Similarly, in a Louisiana redistricting case, Hays v. Louisiana (1993), a federal court held that DOJ’s application of Section 5 was “unapproved by Congress and unsanctioned by the courts.”  In fact, DOJ “arrogated the power to use Section 5 preclearance as a sword to implement forcibly its own redistricting policies.”  DOJ paid more than $1.1 million to settle claims for attorney’s fees arising out of that case.  The 2006 change in the legal standard makes this even more likely to occur.  As Prof.

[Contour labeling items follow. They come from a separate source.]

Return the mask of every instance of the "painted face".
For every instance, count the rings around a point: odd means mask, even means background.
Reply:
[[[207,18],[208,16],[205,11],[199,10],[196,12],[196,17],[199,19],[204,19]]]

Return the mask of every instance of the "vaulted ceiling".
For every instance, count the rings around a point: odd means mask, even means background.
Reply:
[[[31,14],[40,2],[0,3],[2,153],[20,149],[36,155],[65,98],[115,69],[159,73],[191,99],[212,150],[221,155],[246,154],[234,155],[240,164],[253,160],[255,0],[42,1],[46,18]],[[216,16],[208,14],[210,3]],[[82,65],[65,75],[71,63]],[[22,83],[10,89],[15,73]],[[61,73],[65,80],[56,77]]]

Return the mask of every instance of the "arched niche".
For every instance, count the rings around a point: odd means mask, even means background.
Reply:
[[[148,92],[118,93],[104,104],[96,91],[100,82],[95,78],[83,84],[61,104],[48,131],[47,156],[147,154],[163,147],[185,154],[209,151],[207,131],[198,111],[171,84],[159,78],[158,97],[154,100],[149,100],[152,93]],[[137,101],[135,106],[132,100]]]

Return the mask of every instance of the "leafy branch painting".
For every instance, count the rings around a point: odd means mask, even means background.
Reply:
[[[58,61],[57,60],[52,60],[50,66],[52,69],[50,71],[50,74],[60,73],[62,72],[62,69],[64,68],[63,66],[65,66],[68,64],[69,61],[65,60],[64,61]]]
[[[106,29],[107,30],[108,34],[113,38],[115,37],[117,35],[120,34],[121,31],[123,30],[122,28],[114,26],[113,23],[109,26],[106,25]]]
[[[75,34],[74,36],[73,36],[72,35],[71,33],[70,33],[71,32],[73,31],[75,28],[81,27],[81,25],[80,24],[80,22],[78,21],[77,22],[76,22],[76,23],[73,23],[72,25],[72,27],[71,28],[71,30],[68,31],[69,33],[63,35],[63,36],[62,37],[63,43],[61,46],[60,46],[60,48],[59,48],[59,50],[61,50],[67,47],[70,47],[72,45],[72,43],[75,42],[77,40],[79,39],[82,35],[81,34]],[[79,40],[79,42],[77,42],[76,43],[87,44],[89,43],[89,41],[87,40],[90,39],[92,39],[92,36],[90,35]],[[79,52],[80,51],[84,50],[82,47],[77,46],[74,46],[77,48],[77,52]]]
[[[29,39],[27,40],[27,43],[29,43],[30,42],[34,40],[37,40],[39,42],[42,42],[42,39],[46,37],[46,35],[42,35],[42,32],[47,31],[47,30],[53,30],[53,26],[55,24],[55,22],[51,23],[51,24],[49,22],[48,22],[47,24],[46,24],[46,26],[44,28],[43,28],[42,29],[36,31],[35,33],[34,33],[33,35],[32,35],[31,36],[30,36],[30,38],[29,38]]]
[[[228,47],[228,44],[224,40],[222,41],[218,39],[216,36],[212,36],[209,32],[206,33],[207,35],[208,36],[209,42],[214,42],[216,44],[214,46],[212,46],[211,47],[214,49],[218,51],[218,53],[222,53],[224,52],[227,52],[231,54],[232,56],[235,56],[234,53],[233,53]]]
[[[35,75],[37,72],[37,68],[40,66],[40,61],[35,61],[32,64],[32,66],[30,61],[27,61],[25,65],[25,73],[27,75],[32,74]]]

Nathaniel Persily has said, “There is a risk that the purpose inquiry will turn into another opportunity for partisan infection of the preclearance process.”

In the two Section 5 cases in which cert. petitions have been filed, Shelby County argues that Section 5 is unconstitutional because it improperly differentiates between the states, uses a coverage formula based on forty-year-old or older data that no longer reflects today’s conditions, and forces states to rely excessively on racial considerations in designing their election policies.  In the Nix case, voters and independent candidates in Kinston, North Carolina, a majority-black town, argue that DOJ’s refusal to preclear a change to nonpartisan city elections approved by a majority of voters in a referendum demonstrates the unconstitutionality of Section 5.  They claim it shows the manipulation by DOJ of Section 5 for partisan reasons since DOJ’s refusal was based on the rather paternalistic theory that minority candidates would receive fewer votes if they could not identify themselves as Democrats.  It was irrelevant to DOJ that a majority of black voters had approved this change.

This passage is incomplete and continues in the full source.